142 People Are Dead, As Government Crackdown Continues In Syria
The government of Syrian President Bashar Assad continued its bloody offensive against protesters today. On Sunday, government forces shelled the city of Hama and human rights groups said there were as many as 142 people dead.
Al Jazeera reports that the people of Deir ex-Zor, who were protesting the attack on Hama, found themselves under fire this morning:
A witness in Deir ez-Zor told Al Jazeera that government forces launched fresh attacks on the town early on Monday morning.
"Military forces stormed the city from the west side and 25 people are killed and more than 65 injured," the witness said.
"Artillery and anti-aircraft weapons are being used.

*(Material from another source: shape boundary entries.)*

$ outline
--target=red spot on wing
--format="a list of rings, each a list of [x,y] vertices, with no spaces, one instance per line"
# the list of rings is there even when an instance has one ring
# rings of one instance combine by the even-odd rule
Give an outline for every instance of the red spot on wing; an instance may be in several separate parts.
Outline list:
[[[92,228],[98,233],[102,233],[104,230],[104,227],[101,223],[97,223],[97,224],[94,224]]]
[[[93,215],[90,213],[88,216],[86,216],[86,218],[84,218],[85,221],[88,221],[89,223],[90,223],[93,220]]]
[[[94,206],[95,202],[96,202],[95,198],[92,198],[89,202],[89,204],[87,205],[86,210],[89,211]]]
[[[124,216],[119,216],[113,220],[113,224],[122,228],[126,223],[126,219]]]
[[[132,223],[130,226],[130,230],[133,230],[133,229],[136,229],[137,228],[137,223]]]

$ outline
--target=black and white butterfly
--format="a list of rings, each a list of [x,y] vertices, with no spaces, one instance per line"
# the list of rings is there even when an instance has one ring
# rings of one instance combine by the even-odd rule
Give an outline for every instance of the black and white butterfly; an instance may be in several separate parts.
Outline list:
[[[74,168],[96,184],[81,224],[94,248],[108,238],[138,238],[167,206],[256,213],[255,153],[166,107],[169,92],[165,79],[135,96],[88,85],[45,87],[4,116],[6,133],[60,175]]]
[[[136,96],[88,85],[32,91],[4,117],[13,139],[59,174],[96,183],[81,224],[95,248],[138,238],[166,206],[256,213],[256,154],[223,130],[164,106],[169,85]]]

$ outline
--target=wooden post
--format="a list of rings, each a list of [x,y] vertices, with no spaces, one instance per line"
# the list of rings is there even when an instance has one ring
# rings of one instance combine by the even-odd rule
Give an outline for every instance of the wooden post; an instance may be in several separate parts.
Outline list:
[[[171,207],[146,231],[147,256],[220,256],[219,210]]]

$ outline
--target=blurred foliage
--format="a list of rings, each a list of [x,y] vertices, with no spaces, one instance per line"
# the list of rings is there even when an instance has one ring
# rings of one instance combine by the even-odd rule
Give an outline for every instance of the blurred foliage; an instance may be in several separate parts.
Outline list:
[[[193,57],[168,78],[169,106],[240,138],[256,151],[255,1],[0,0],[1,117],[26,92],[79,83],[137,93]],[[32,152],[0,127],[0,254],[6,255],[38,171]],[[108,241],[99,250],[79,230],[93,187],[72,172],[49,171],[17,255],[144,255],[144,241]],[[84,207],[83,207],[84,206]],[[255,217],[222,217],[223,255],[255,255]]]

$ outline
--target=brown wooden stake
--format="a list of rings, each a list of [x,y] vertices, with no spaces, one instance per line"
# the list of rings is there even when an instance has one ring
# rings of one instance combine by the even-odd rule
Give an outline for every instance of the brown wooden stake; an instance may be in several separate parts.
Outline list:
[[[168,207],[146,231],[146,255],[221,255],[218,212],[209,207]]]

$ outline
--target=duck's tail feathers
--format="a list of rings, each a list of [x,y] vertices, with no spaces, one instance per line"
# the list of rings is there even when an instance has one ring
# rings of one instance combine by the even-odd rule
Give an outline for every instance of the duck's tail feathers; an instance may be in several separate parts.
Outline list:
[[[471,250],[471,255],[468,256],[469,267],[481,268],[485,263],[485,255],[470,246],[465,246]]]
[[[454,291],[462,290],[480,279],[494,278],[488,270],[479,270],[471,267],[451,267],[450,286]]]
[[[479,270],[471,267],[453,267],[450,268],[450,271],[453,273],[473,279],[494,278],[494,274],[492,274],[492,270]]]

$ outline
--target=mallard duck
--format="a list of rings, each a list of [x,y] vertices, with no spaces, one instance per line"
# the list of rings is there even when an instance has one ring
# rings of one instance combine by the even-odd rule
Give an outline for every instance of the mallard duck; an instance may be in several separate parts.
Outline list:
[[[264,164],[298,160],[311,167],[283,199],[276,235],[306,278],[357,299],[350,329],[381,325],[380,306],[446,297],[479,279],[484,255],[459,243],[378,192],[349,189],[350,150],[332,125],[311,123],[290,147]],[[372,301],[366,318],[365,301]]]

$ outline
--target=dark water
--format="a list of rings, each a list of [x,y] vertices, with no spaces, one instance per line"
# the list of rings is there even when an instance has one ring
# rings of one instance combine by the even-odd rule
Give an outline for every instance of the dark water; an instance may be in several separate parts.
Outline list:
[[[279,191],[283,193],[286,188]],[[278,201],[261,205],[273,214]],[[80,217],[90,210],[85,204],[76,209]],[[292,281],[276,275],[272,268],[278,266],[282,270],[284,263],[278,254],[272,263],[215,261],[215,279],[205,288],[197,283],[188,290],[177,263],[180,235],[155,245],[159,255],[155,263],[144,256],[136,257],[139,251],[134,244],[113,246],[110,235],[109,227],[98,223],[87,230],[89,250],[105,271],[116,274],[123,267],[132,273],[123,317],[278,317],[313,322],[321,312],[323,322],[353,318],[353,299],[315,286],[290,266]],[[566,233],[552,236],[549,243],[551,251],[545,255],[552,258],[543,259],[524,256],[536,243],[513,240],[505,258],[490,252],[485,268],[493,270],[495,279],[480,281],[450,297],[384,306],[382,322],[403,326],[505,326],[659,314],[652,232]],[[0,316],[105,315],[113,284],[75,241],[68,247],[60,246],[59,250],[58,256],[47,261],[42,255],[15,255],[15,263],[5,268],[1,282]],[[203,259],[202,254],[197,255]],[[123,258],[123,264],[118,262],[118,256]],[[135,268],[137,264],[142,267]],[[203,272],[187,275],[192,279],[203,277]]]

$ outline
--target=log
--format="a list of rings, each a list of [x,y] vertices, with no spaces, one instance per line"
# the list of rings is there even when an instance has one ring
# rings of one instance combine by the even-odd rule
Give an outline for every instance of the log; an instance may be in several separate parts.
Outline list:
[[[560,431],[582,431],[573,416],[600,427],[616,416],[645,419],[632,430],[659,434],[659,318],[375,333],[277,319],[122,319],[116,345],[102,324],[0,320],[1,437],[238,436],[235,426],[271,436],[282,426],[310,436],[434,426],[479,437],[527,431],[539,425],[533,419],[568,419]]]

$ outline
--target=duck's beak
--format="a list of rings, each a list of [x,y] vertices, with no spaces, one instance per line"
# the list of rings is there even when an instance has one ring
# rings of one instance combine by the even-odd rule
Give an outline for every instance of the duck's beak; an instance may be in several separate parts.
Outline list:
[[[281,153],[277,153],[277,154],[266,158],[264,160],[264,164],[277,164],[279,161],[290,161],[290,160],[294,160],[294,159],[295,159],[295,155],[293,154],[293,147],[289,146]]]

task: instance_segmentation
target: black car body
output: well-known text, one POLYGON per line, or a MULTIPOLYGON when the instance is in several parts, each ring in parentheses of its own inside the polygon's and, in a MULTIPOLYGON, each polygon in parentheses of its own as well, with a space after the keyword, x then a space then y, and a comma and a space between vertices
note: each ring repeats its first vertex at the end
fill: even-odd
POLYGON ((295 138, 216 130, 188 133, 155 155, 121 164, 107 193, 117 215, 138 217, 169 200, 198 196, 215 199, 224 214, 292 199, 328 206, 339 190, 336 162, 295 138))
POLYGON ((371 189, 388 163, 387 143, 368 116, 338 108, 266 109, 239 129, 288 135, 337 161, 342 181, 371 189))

The situation in the city is very bad, and medical and food supplies are low."
Deir ez-Zor, Syria's main gas and oil-production hub in the east, has become a rallying point for protests along with Hama.
This al Jazeera video report has some dramatic video from this morning's attack:
Yesterday, President Obama issued a statement on the situation in Syria.
"I am appalled by the Syrian government's use of violence and brutality against its own people," the president said. "The reports out of Hama are horrifying and demonstrate the true character of the Syrian regime. Once again, President Assad has shown that he is completely incapable and unwilling to respond to the legitimate grievances of the Syrian people."
President Obama added that the U.S. would continue to add pressure on the regime and "stand with the Syrian people."
In an interview with the BBC, U.K. Foreign Secretary William Hague went further. He said England would like to see "additional sanctions" and said seeking military action against Syria in the United Nations is "not a remote possibility."
Update at 10:57 a.m. ET. U.N. Security Council Meeting:
The United Nations Security Council will meet at 5 p.m. today to discuss the situation in Syria. Bloomberg reports that Germany called for a "clear condemnation" of Syrian president Assad's actions.